Another installment is actually coming (and Harrison Ford is… um… up there), which is a testament to the character’s enduring charm. Plus, if and when he decides he loves it, skip right to the third Indy film, where Sean Connery shows up as Indy’s scene-stealing curmudgeon of a dad.
The Empire Strikes Back
You read that correctly. I am suggesting the follow-up to Star Wars, as opposed to our crash course in Luke, Leia, Chewbacca, and Han Solo (Harrison Ford’s second-best character ever). Just dive right in; the water is fine.
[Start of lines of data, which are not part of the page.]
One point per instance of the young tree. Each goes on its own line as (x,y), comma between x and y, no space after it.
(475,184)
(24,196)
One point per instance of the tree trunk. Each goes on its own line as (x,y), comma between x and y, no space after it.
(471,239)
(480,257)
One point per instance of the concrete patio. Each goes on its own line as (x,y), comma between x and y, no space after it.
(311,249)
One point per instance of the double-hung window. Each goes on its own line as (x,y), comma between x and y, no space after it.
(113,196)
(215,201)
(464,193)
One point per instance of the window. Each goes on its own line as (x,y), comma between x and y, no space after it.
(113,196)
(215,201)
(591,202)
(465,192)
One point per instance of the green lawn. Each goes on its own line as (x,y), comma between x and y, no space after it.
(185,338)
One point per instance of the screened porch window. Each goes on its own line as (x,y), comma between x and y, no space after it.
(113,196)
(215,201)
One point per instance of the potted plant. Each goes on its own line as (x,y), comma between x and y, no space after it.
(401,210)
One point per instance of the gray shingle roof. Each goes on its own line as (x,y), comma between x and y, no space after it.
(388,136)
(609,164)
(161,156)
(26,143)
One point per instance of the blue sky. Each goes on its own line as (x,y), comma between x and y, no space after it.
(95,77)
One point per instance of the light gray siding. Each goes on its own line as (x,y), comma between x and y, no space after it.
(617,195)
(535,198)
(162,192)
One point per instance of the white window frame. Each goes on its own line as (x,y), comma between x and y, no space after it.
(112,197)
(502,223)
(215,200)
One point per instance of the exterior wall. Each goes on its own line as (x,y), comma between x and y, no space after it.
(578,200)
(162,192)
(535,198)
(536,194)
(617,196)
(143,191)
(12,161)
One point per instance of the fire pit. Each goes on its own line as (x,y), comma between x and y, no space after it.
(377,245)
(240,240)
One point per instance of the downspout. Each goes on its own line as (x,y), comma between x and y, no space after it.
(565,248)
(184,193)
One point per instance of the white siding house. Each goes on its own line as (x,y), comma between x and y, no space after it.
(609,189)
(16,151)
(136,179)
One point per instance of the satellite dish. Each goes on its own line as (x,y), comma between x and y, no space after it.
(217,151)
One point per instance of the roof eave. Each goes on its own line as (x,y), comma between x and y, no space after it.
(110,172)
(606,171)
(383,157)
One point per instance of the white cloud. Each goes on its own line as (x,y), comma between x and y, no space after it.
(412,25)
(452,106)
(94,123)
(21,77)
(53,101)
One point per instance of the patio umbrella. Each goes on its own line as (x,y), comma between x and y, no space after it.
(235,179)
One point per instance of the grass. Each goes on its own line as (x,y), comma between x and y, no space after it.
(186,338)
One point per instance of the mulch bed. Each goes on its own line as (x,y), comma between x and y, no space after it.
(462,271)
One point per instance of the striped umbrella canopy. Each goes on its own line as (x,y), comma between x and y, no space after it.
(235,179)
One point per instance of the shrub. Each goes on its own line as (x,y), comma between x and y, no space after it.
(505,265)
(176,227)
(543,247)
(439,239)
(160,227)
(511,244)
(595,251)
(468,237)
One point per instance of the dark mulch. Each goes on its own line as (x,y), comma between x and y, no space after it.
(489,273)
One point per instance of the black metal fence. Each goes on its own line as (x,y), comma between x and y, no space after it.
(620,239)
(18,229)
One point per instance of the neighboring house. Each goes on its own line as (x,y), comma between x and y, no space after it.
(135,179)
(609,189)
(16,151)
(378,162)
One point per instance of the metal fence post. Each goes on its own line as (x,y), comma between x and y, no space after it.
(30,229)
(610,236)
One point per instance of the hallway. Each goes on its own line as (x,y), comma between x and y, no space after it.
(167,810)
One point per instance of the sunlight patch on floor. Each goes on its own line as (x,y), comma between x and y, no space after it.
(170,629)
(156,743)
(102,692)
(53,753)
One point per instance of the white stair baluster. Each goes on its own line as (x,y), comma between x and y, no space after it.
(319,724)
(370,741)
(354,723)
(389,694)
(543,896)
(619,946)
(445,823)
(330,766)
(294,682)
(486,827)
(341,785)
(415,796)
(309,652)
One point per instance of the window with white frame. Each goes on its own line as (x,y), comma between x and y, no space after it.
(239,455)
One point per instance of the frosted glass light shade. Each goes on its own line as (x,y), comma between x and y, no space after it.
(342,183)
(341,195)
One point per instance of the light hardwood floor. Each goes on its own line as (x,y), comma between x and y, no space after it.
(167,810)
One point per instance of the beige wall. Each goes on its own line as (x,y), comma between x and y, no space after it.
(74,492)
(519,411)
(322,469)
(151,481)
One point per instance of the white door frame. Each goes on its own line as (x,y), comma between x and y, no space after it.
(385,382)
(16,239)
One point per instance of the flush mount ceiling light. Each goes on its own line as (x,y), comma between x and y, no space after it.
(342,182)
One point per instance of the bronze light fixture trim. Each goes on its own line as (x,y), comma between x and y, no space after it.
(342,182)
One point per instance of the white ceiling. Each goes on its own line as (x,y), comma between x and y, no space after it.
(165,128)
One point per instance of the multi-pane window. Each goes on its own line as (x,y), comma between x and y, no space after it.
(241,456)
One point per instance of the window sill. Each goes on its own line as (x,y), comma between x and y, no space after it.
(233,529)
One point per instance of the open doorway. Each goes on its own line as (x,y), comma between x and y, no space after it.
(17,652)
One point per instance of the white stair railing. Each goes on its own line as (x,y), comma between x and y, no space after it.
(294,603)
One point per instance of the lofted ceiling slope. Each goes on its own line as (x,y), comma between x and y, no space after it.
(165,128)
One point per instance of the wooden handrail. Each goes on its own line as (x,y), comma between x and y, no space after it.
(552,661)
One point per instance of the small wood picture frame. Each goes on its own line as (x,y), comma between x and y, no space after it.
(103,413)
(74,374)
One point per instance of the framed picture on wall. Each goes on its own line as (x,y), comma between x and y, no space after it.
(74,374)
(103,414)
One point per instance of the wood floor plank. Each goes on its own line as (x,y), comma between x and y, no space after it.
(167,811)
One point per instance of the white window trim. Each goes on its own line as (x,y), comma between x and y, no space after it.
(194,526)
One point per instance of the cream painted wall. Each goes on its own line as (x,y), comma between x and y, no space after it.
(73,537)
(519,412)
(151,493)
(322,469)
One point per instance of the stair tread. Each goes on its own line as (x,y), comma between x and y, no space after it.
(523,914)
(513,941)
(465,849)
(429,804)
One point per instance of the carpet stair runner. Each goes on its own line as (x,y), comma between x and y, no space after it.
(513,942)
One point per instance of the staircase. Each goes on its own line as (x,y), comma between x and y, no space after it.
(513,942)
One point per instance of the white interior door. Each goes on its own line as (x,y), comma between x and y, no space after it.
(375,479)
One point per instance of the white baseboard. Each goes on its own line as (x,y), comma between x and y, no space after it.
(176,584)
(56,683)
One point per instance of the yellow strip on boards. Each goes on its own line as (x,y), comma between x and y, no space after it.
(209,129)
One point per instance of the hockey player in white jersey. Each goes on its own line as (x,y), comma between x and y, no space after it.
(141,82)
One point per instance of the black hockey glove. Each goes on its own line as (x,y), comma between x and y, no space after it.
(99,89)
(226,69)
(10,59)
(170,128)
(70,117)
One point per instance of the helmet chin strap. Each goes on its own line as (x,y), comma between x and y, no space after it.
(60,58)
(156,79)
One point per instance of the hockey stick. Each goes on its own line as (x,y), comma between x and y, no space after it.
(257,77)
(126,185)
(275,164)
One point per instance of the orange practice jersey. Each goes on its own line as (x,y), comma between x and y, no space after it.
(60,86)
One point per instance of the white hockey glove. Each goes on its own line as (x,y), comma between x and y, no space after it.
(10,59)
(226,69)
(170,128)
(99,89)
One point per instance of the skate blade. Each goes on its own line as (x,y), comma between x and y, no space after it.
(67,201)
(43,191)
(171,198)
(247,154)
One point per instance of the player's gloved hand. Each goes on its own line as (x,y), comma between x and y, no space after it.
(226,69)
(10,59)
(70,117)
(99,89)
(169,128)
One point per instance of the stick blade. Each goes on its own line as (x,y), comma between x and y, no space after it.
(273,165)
Significantly faster than its predecessor and twice as action-packed; this time around, we also get Yoda. And every boy needs to see Yoda training a frazzled Luke Skywalker. Plus, the greatest reveal in cinematic history happens right here, and it involves a father introducing himself to his son after lopping his hand off. Perfect!
Field of Dreams
Challenging on many levels, the Kevin Costner classic makes the cut largely because it’s all being about a grown man still reeling from the passing of his father—so much so that he’s pretty darn sure the old man wants him to clear out his crops and replace them with a baseball diamond. In the middle of nowhere. So he does. Then his dead dad thanks him, and a bunch of dead players play some ball. Just don’t tell your kid any of this going in. Somehow, Field of Dreams just works.
A Bronx Tale
Robert DeNiro is cast here as the bus-driving everyman whose love for his son, even while he watches the kid idolize the neighborhood mob king, trumps all else. So much so that he swallows his pride to take second place in his son’s eyes, going off to work every day, worrying that the lad will follow in the mobster’s footsteps… Sure enough, he does.
That’s when dad is ready to take on the mob and the beatdown that comes with it every day if he has to, just to protect his son. Heartfelt, sometimes funny as hell, and sometimes violent as hell, this whole thing is somehow now a hit Broadway musical!
Look, the boy’s gotta meet Clint. There are all sorts of ways you can do it, too. You can go the Dirty Harry route (I’d suggest Sudden Impact), one of his “Spaghetti westerns” (I’d suggest The Outlaw Josey Wales), or even go a bit off the grid to underrated gems like Every Which Way But Loose or Gran Torino, but Eastwood is an institution. From 1992, Unforgiven is Clint at his cowboy best, taking down Gene Hackman at his cowboy worst (meaning he is a bad, bad man, here). The accolades were aplenty, and both Eastwood and Hackman walked away with Oscars.